Par ailleurs, le Gouvernement dispose au total de vingt-cinq minutes pour intervenir.

Dans la suite de la discussion, la parole est à M. Loïc Hervé.

M. Loïc Hervé. Monsieur le président, madame la ministre, mes chers collègues, c’est la première fois que je m’exprime devant vous à la tribune du Sénat. J’en mesure à cet instant l’honneur en pensant à mon territoire d’élection, la Haute-Savoie. Je voulais partager avec vous ce moment d’émotion.

Les missions du champ culturel se ressemblent – malheureusement, dirai-je –, parce que l’on y retrouve les mêmes travers. En l’occurrence, comme la mission « Culture », la mission « Médias, livre et industries culturelles » se caractérise par une stabilisation des crédits qui pourrait n’être qu’illusoire et, surtout, par une absence de choix stratégiques.

En effet, à périmètre constant, les crédits de la mission enregistrent une légère hausse de 0,43 %, ce qui paraît remarquable dans une époque de contraction budgétaire. Toutefois, en réalité, cette relative stabilité sanctuarise des baisses passées et masque mal l’insoutenabilité des finances du secteur, en l’absence de véritables choix politiques.

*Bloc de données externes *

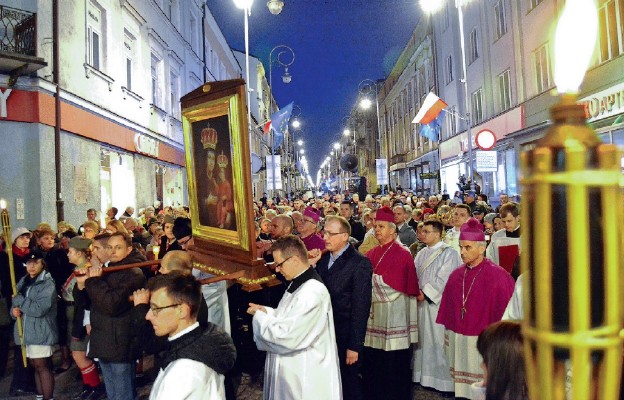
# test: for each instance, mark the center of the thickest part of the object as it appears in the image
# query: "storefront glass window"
(605, 137)
(510, 166)
(618, 137)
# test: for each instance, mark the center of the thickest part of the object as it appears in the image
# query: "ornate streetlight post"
(286, 78)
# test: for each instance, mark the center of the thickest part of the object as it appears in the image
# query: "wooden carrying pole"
(6, 228)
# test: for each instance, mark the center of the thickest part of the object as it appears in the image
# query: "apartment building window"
(611, 28)
(477, 106)
(541, 66)
(129, 51)
(533, 4)
(504, 90)
(499, 16)
(156, 70)
(449, 69)
(174, 84)
(95, 34)
(445, 17)
(451, 123)
(474, 49)
(193, 33)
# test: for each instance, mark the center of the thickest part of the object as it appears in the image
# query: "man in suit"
(347, 275)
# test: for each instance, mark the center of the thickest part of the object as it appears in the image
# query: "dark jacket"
(349, 282)
(210, 346)
(111, 311)
(38, 306)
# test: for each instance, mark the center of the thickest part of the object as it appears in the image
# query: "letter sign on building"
(146, 145)
(3, 98)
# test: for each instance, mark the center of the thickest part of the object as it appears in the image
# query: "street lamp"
(286, 78)
(366, 88)
(430, 6)
(275, 6)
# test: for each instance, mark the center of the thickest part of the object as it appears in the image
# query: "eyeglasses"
(157, 310)
(184, 242)
(332, 234)
(279, 265)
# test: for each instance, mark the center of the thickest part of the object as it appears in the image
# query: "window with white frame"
(96, 38)
(499, 16)
(474, 48)
(193, 32)
(611, 28)
(504, 90)
(174, 93)
(541, 67)
(157, 81)
(129, 55)
(533, 4)
(451, 123)
(449, 69)
(445, 17)
(477, 106)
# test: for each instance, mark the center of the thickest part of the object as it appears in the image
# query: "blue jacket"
(38, 311)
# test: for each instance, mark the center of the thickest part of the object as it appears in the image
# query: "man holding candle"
(111, 314)
(475, 296)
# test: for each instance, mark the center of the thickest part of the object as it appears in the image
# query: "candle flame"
(575, 41)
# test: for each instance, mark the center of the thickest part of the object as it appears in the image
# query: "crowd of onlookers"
(56, 260)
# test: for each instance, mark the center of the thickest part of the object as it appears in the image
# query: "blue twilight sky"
(337, 44)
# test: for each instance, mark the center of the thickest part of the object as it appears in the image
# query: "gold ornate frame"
(200, 106)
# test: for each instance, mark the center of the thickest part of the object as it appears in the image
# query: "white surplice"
(299, 338)
(430, 366)
(215, 296)
(185, 379)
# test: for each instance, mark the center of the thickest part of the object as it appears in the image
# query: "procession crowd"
(372, 295)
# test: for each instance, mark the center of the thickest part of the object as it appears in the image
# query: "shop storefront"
(605, 114)
(104, 162)
(454, 155)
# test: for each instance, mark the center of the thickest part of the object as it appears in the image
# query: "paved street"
(249, 387)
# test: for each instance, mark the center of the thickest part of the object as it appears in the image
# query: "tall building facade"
(509, 60)
(122, 68)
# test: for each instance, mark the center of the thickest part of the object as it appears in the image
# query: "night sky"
(337, 44)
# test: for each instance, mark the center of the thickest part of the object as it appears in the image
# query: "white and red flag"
(431, 108)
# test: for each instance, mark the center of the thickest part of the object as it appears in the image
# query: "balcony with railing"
(18, 43)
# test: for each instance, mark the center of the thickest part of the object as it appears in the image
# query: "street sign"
(485, 139)
(487, 161)
(429, 175)
(382, 171)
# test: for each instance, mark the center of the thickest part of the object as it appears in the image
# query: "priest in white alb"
(434, 265)
(392, 326)
(298, 335)
(475, 296)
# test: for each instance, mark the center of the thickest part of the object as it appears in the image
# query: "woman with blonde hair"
(115, 226)
(78, 334)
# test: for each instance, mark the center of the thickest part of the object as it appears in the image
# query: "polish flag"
(431, 108)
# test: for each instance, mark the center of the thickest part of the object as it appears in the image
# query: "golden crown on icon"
(222, 160)
(209, 138)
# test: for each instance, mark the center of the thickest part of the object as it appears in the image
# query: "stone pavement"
(249, 387)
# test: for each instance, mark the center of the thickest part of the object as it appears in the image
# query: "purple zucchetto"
(472, 230)
(313, 213)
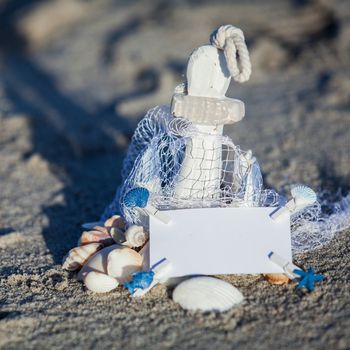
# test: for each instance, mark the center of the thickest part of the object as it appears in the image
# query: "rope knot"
(231, 40)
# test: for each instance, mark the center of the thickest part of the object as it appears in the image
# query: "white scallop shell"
(122, 263)
(78, 256)
(99, 282)
(207, 294)
(303, 195)
(136, 236)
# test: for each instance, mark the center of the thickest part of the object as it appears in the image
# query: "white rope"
(231, 40)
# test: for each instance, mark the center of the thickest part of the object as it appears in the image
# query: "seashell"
(117, 234)
(115, 221)
(77, 256)
(100, 235)
(99, 282)
(91, 225)
(122, 263)
(207, 294)
(136, 236)
(276, 278)
(98, 262)
(303, 195)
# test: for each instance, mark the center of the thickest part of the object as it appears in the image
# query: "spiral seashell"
(99, 282)
(77, 256)
(115, 221)
(98, 262)
(206, 294)
(136, 236)
(303, 195)
(122, 263)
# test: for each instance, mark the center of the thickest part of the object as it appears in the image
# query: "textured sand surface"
(75, 77)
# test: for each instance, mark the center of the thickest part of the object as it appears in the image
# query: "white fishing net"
(184, 167)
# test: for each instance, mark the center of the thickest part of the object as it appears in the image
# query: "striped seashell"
(78, 256)
(99, 282)
(303, 195)
(100, 235)
(136, 236)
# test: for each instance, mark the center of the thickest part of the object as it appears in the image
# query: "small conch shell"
(117, 235)
(99, 235)
(77, 256)
(99, 282)
(136, 236)
(276, 278)
(207, 294)
(122, 263)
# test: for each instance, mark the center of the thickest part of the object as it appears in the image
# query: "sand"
(75, 79)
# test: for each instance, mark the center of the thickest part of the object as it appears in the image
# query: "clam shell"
(99, 282)
(122, 263)
(136, 236)
(78, 256)
(207, 294)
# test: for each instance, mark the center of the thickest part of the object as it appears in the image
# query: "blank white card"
(213, 241)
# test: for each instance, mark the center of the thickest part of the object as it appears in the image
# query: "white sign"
(213, 241)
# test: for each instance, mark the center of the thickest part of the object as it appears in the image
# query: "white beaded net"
(184, 167)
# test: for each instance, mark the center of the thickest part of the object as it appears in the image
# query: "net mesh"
(184, 166)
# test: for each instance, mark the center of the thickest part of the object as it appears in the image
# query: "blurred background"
(75, 78)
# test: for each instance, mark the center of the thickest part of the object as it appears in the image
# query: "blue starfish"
(136, 197)
(308, 278)
(140, 280)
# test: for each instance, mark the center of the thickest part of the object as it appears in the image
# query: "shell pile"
(105, 254)
(106, 258)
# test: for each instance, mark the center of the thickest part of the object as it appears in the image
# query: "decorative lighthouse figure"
(209, 73)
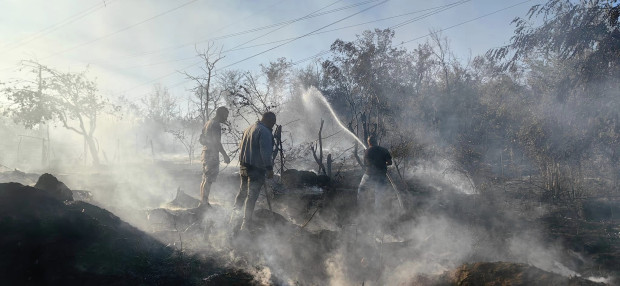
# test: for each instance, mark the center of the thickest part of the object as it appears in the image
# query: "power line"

C’est particulièrement caricatural pour ce qui concerne le budget de France Télévisions, dont la dotation concentre 85 % du programme « Contribution à l’audiovisuel », qui bénéficiera de près de 65 % de la contribution à l’audiovisuel public, la CAP. L’institution France Télévisions est donc placée au cœur de la contribution du secteur à la réduction des dépenses publiques et de la réforme structurelle de son financement.

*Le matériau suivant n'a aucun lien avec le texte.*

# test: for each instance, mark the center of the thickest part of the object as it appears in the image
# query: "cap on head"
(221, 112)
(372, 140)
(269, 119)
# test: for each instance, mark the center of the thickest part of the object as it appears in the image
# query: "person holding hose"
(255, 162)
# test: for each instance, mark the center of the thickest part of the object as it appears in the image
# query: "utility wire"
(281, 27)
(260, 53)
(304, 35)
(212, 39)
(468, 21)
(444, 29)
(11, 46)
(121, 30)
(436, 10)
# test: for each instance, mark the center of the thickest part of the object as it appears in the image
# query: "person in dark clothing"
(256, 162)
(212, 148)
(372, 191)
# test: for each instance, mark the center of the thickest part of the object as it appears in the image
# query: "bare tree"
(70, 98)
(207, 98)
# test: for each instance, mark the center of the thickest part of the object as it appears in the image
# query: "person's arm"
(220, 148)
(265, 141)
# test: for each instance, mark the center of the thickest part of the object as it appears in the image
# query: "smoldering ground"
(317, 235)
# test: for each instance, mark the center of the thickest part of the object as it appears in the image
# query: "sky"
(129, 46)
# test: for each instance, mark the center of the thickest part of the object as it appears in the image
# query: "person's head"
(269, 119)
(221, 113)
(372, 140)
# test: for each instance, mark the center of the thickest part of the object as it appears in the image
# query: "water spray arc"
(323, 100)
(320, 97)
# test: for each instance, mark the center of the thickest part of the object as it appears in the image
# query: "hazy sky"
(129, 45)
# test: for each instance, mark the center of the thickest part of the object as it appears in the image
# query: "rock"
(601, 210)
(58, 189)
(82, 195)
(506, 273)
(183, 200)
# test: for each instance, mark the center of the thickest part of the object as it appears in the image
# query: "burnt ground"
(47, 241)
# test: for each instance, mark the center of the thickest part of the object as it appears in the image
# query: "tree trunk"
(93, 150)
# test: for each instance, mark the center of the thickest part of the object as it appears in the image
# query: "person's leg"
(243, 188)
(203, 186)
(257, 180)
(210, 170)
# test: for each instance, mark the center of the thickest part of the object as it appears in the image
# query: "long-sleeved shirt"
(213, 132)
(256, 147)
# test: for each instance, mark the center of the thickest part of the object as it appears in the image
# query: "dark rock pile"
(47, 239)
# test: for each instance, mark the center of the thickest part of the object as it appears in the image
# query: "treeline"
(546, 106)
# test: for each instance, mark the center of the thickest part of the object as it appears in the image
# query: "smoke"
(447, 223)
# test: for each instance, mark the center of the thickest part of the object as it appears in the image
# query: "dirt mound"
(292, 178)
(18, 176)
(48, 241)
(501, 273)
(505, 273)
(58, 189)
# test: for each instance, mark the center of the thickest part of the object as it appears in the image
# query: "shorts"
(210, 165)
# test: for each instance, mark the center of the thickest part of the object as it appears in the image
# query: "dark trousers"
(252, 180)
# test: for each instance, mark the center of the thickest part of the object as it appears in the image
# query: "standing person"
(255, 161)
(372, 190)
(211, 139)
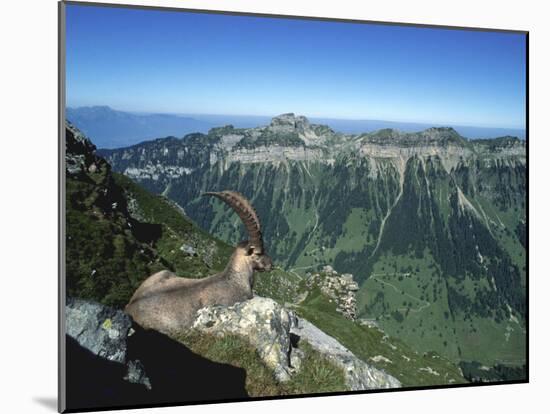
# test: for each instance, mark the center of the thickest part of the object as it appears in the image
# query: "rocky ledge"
(340, 288)
(276, 334)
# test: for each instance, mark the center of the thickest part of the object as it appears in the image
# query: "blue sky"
(180, 62)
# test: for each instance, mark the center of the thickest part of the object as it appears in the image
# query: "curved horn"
(247, 214)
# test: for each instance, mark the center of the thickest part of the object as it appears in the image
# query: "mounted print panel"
(258, 206)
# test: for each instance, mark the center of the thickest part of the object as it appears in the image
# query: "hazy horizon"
(112, 128)
(159, 61)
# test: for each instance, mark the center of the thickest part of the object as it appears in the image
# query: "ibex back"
(168, 303)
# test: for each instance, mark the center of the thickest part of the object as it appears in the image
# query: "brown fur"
(168, 303)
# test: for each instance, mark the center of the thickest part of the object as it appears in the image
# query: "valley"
(447, 211)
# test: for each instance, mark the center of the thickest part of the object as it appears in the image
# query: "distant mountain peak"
(290, 121)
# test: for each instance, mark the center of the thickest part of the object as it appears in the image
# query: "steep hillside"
(118, 233)
(431, 225)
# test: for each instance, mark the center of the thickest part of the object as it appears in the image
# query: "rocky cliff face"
(338, 288)
(447, 212)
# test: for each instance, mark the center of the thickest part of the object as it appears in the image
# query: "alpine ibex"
(168, 303)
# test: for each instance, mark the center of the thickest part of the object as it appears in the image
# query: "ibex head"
(253, 248)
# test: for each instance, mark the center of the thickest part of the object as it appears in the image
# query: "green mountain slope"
(433, 226)
(143, 233)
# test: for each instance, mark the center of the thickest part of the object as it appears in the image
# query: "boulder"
(261, 321)
(359, 375)
(276, 334)
(100, 329)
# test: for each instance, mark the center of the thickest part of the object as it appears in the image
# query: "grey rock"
(359, 375)
(261, 321)
(267, 326)
(100, 329)
(104, 331)
(188, 250)
(136, 374)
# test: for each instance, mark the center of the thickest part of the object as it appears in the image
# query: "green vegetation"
(317, 374)
(409, 367)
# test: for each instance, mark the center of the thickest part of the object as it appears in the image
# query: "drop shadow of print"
(177, 375)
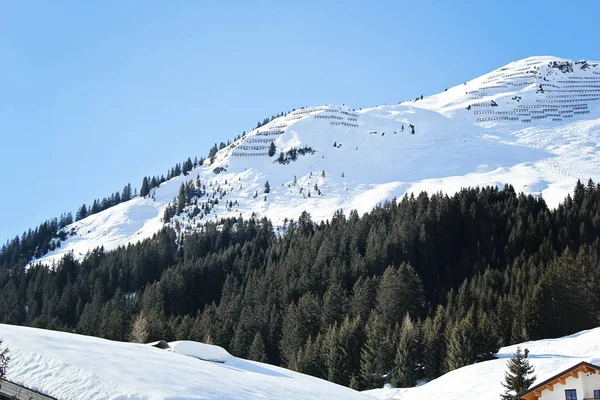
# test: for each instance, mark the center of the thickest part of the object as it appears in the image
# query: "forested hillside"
(421, 285)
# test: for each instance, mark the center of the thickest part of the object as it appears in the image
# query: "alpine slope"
(534, 124)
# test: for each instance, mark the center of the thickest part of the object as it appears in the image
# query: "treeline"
(107, 202)
(417, 287)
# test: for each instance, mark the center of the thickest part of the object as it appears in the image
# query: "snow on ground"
(69, 366)
(202, 351)
(540, 140)
(483, 381)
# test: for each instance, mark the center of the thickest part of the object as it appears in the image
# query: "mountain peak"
(533, 123)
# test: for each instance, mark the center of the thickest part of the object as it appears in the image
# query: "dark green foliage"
(475, 271)
(519, 376)
(408, 355)
(257, 350)
(272, 149)
(4, 359)
(292, 154)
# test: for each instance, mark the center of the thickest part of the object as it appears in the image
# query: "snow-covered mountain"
(69, 366)
(533, 123)
(483, 381)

Le contrat d’objectifs et de moyens 2011-2015 montre que France Télévisions a déjà fourni l’essentiel de l’effort budgétaire qui lui était demandé sur cette période, soit un décalage de près de 10 % de son budget global par rapport au projet de loi de finances pour 2015. Or les seuls gains de productivité ne permettent pas de couvrir la totalité de cet effort, ce qui place France Télévisions en tension financière et en position de forte vulnérabilité face aux incertitudes pesant sur la réforme structurelle du financement de l’audiovisuel public.

Sur le fond, nous soutenons son financement exclusif par la CAP. De même, l’augmentation de son montant ne nous choque pas, puisque son niveau demeure l’un des plus faibles d’Europe. En revanche, la structure des crédits de France Télévisions dans le présent projet de loi de finances est en contradiction avec ces choix. En effet, la part de la CAP qui lui sera attribuée baisse de près de 3 % et sa dotation augmente, au contraire, de plus de 42 %.

Nous comprenons bien les raisons techniques sous-tendant ces chiffres, mais, à l’heure où l’on veut garantir l’indépendance de France Télévisions grâce à la CAP, l’effet d’affichage laisse franchement à désirer.

Plus fondamentalement, il est bien hasardeux d’acter le financement exclusif de l’audiovisuel public par la CAP sans en réformer l’assiette. Une telle réforme était déjà préconisée en 2010 par la présidente Catherine Morin-Desailly dans son rapport d’information sur les comptes de France Télévisions. Elle s’impose aujourd’hui plus que jamais, car, si le Gouvernement est très optimiste sur l’évolution naturelle du rendement de la CAP, France Télévisions, au contraire, craint son décrochage.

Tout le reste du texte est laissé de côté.